第2話 セルフプレジャー

 と言うわけで、数年来のセフレを失った私であるわけだが、ロメロの野郎がいなくなって、寝落ちした後に、起きてしたことは、セルフプレジャーアイテムの検索だった。

 私は基本的に自慰はしない派だ。家にも特に、その類のものは置いていない。言うなら。相手のいない時期に仕方なく派である。


「ふむ」


 噂には聞いていたが、この世界思っていた以上に業界が進化し過ぎていて、ネット上だと良し悪しが見た目だけだとよくわからん。

 仕方ないし、私よりは詳しかろう友達に手伝ってもらうか、と梨恵に連絡を入れる。


『……と言うわけで、今度都合いい時にでもショッピングどうよ』

『いいよー。いつ空いてるー?』

『今度の水曜日。有給』

『おけ、じゃあその日で』


 そんな感じで、朝コーヒーを飲みながら理恵と会う日を決めて、仕事に出る準備をした。


「好きな人ができた、ねえ」


 そりゃまあ好きな人くらい、できることもあるだろうさ。どんな歳になっても。   

 でも私はどうだろう。もうそろそろ二十代も後半に差し掛かる年齢だが、私には他人を好きになるというビジョンがうまく頭の中に湧いてこない。


「ロメロも私と同じタイプだと思ってたけどなあ」


 家から出て、最寄りのバス停まで歩く途中で思わず独りごつ私。


 生まれてこの方、他人を好きになると言う気持ちがわからない。

 性欲はある。寧ろ相手がいない時期は最悪、むしゃくしゃして仕事に支障が出そうになって困るくらいだ。しかし、それを恋と呼んでいいものなのか。私はそこには違和感を覚える。


 別にセックスの相手が誰かと付き合っていようが気にならない。たまに一緒に麻雀打つ友人が既婚者だろうが、どんな性癖を持っていようが、気にならないのと一緒だ。いや、あまりに度が過ぎた人格破綻者だったり、ニッチな性癖だったらヒくかもしれんけど。

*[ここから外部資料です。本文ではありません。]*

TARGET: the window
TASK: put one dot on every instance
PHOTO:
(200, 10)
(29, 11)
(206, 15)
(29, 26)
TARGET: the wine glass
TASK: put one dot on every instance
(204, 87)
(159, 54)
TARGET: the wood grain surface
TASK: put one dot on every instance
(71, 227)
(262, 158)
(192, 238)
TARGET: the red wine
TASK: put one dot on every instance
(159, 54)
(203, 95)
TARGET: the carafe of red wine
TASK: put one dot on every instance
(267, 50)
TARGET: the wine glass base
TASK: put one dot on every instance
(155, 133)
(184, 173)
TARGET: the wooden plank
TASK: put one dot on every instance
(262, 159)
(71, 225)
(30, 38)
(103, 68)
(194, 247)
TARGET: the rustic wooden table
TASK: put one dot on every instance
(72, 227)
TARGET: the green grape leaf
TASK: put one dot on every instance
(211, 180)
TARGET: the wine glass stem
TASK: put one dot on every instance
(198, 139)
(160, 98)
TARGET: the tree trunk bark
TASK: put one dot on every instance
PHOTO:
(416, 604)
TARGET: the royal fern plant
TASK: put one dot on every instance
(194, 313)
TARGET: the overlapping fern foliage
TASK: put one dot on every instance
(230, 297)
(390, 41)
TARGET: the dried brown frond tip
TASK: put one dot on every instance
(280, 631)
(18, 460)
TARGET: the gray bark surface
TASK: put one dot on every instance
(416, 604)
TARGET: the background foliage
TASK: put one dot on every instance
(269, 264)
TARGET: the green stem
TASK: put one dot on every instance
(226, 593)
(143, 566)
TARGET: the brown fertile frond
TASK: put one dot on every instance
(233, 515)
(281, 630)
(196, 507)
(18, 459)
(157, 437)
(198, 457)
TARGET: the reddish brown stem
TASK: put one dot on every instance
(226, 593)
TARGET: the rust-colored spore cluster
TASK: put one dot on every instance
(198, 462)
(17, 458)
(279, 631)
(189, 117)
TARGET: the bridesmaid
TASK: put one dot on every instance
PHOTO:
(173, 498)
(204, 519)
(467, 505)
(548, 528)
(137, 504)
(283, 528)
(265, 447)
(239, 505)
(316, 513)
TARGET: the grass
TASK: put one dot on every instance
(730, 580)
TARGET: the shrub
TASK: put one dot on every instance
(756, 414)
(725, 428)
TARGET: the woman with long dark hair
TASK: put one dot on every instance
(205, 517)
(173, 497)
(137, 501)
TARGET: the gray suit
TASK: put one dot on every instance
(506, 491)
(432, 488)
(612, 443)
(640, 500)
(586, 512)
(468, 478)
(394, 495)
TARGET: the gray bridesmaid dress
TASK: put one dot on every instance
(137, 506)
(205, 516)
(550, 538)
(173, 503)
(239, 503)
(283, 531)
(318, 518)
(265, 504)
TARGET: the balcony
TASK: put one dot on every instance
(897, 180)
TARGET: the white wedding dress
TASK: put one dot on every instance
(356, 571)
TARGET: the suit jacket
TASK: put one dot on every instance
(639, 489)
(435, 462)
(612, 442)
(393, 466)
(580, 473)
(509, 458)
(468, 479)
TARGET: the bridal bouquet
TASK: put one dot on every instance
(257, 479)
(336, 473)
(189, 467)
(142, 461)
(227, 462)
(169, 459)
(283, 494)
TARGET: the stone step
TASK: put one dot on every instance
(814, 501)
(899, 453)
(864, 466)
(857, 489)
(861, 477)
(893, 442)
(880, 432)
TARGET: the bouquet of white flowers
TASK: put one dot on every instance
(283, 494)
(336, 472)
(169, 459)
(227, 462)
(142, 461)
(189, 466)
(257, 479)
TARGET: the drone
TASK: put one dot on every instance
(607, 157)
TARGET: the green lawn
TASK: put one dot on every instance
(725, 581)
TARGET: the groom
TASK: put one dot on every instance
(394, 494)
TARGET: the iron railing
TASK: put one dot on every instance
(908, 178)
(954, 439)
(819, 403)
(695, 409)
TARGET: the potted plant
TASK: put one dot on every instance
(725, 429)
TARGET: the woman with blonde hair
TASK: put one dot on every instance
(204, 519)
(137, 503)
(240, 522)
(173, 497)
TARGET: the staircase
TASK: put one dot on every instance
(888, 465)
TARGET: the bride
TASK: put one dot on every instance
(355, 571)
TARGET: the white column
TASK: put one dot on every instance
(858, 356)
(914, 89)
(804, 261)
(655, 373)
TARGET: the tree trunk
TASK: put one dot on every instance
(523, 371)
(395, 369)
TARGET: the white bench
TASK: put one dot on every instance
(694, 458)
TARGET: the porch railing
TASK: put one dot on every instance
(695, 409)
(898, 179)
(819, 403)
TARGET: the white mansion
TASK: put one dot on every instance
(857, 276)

 セフレはあくまでセフレであって、それ以外のことを気にしないし、気にしたくない。


 けれど、世の中そう上手くはない。私の経験上、男というのは一度寝るとアホのように相手を束縛したがる。

 だから、その加減が低く、かつ体の相性が合う相手を探すわけだが、これがなかなかに苦労する。


 そんな中でも、ロメロはかなりの優良物件だったわけだ。

 ロメロ自身、他人を好きになる感覚がわからないと言い、特定の相手に執着をしない。それでいて、体の相性も良いし、普段から複数人を相手にしている甲斐性なのかセックスの腕もある。


 正確に数えていないけれど、確か、五年前くらいに会って、四年くらい関係を続けていた筈だ。 

 人を好きになれる人は楽しそうだなあ、と思う。ただ、それでコンプレックスを抱くこともない。


 ──いや。高校生の時に一度だけ、彼氏がいたことがあったっけ。

 今はもう私には無理だと悟っているわけだが、あの頃はまだ自分も人を好きになれるかもしれない、と期待を持ち、私に告白してくれた男子と付き合ったのだ。


 結局、全然好きというのがわからなくて、熱量についていけない、と私の方からフッてしまったけど。